Another section is fairly consistent with the arguments made in the U.S. Next Steps in the Evidence and Innovation Agenda memorandum. The UK authors state"The growing interest in the use of RCTs as an important tool of policymaking and practice resonate with broader currents of thinking. When money is short it is essential to make sure that it is being spent on approaches that work, and even small marginal improvements in cost effectiveness are precious. RCTʼs are an extremely powerful tool to pinpoint cost-effectiveness – and flush out low-value spend."
The authors give many examples of how such small trials are conducted by Amazon, eBay, Netflix, Wikipedia fund-raising, and Delta airlines web site design. (The report includes citations.)
A strong case is also made for rapid iteration. Pointing to systems theory, they state that "Many leading thinkers have concluded that in complex systems, from biological ecosystems to modern economies, much progress – if not most – occurs through a process of trial and error. Economies and ecosystems that become too dominated by a narrow a range of practices, species or companies are more vulnerable to failure than more diverse systems."Small randomized trials, they suggest, may play a vital role in policy evolution particularly if they are coupled with a culture of open data and transparency.

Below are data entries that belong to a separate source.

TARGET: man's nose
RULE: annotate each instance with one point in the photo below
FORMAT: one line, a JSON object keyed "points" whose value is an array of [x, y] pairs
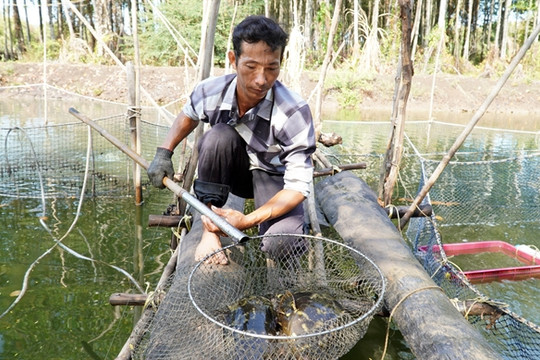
{"points": [[260, 77]]}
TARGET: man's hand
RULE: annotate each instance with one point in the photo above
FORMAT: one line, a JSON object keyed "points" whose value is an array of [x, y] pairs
{"points": [[233, 217], [160, 167]]}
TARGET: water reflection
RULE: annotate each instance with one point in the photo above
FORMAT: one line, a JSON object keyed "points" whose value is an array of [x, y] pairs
{"points": [[68, 298]]}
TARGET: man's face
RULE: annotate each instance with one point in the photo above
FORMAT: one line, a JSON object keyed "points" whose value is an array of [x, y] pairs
{"points": [[257, 69]]}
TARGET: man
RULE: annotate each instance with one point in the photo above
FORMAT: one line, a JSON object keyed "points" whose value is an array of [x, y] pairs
{"points": [[259, 144]]}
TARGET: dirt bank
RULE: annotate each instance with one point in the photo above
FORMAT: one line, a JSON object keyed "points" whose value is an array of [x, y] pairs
{"points": [[452, 93]]}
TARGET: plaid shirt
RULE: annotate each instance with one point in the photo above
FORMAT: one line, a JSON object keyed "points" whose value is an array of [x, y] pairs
{"points": [[278, 131]]}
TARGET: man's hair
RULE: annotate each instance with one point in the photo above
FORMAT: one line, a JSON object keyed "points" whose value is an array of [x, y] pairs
{"points": [[257, 28]]}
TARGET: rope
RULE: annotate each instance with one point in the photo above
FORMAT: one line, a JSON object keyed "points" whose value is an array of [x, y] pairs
{"points": [[432, 287], [58, 242]]}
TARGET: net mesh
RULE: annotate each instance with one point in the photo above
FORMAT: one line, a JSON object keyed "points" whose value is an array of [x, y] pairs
{"points": [[50, 160], [314, 305], [498, 185], [480, 193]]}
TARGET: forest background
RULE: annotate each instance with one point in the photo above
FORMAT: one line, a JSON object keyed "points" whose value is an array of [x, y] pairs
{"points": [[475, 39]]}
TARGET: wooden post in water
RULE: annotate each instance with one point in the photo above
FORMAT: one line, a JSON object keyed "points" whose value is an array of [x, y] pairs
{"points": [[431, 325], [134, 121]]}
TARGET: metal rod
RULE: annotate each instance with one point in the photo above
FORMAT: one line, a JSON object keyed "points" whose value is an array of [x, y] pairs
{"points": [[221, 223]]}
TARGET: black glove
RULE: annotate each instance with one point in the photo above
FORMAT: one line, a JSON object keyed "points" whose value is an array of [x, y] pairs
{"points": [[160, 167]]}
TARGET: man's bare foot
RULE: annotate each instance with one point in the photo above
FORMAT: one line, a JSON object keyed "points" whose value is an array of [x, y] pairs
{"points": [[210, 242]]}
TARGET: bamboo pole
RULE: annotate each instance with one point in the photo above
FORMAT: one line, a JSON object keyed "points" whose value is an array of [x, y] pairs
{"points": [[134, 121], [137, 104], [149, 312], [428, 320], [205, 65], [476, 117]]}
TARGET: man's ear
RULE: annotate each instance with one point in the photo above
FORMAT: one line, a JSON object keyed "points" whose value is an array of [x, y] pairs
{"points": [[232, 59]]}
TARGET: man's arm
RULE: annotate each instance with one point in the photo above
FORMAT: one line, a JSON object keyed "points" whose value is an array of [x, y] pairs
{"points": [[280, 204], [162, 164]]}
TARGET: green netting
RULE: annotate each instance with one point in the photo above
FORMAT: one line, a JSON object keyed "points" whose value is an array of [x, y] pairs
{"points": [[501, 191], [50, 159]]}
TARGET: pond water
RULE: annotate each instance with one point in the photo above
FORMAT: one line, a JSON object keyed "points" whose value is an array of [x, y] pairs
{"points": [[65, 313]]}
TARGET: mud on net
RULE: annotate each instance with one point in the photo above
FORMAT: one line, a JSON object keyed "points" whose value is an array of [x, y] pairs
{"points": [[315, 305]]}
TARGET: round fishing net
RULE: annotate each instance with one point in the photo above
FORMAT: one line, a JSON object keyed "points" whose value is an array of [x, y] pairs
{"points": [[313, 298]]}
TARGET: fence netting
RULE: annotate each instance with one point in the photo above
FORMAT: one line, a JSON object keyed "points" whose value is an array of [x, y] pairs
{"points": [[50, 159], [493, 187], [481, 190]]}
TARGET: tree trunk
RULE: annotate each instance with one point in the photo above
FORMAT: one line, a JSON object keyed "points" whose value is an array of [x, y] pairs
{"points": [[206, 52], [308, 25], [468, 34], [324, 69], [17, 26], [457, 44], [428, 320], [27, 22], [68, 19], [395, 146], [52, 35], [416, 27], [506, 17]]}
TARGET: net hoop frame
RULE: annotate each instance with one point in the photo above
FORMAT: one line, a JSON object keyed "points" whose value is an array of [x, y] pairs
{"points": [[368, 313]]}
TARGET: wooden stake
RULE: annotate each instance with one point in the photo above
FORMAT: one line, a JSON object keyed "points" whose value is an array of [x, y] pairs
{"points": [[476, 117]]}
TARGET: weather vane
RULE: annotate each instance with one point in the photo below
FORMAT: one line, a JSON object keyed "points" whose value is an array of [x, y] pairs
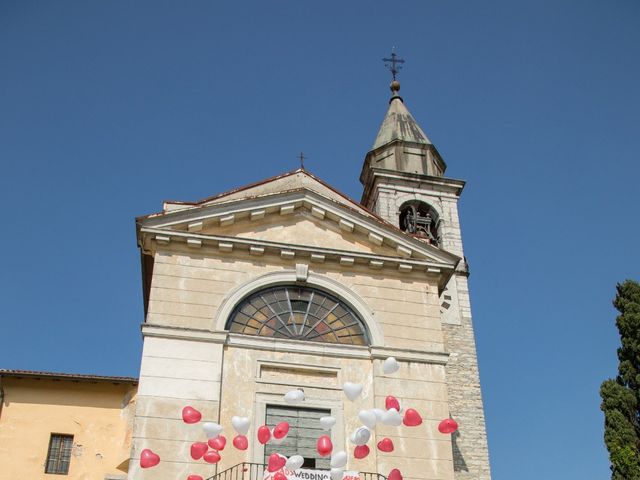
{"points": [[394, 64]]}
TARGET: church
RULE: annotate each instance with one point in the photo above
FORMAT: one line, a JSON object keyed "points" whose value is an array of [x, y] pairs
{"points": [[289, 284]]}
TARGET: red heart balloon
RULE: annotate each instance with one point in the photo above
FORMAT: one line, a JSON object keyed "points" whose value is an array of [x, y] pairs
{"points": [[411, 418], [191, 415], [324, 446], [281, 430], [240, 442], [148, 458], [361, 451], [198, 449], [448, 425], [394, 475], [385, 445], [264, 434], [276, 462], [217, 443], [391, 402], [211, 457]]}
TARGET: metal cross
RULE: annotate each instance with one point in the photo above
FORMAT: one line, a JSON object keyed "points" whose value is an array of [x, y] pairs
{"points": [[394, 64]]}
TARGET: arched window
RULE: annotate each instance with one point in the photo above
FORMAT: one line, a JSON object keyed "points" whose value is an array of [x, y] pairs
{"points": [[420, 219], [298, 313]]}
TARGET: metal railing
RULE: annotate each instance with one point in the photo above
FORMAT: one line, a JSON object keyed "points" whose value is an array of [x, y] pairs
{"points": [[255, 471]]}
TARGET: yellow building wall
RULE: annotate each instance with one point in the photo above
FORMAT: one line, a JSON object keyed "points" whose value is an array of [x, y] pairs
{"points": [[98, 415]]}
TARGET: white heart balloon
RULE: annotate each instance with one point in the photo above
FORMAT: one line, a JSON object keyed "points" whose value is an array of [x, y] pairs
{"points": [[240, 424], [361, 436], [211, 429], [368, 418], [327, 422], [379, 413], [392, 417], [294, 462], [352, 390], [390, 365], [294, 396], [337, 474], [339, 459]]}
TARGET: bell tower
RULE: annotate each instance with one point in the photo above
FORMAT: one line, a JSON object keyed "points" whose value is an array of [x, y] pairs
{"points": [[404, 183]]}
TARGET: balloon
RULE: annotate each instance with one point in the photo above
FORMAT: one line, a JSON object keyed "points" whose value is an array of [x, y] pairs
{"points": [[361, 436], [385, 445], [294, 462], [294, 396], [240, 424], [339, 459], [281, 430], [394, 475], [276, 462], [411, 418], [448, 425], [148, 459], [211, 429], [264, 434], [191, 415], [240, 442], [368, 418], [391, 402], [361, 451], [324, 446], [327, 422], [198, 449], [392, 417], [390, 366], [218, 442], [211, 457], [336, 474], [352, 390]]}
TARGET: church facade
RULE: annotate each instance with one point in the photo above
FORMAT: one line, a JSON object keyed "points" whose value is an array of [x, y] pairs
{"points": [[286, 284]]}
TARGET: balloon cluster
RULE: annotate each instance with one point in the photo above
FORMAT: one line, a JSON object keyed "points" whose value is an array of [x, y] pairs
{"points": [[209, 451]]}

Each of the examples provided in the UK report reinforce the belief in the power of small, randomized tests to develop more useful and effective health information technologies. This spirit is seen in the more recent " Next Steps in the Evidence and Innovation Agenda " White House Memorandum. As we move from the deployment of EHRs to making EHRs maximally effective and efficient, those of us who have the fortune of developing our own EHRs can accelerate and formalize our current culture of rapid innovation cycles. Why shouldn't every new computer human interface project be thought of as a series of randomized experiments where at every stage subtle changes are made to foster decisions that will lead to an evolutionary increase in organizational effectiveness? This is not a "big bang" approach but rather an approach that envisions a general path and, through progressive series of small bur formal experiments, takes us to a more effective care delivery and financing environment. In an upcoming chapter on "The Future of Biomedical Informatics" in the Shortliffe/Cimino textbook of biomedical informatics, my colleagues and I argued that every decision in patient care should be fully informed and that every patient interaction should contribute to the corpus of biological knowledge. We aren't sure how to get there, but the spirit of the work described herein may offer a clue. For example, the OSTP-sponsored December 2010 PCAST Report on health information technology was considered too radical and too much a "big bang" to be palatable to industry or to the clinical community. Perhaps the PCAST vision can be further re-defined as a series of incremental steps aligned with the Next Steps in the Evidence and Innovation Agenda memoranda. In fact, that seems to be what is happening - but more through committee than through evidence.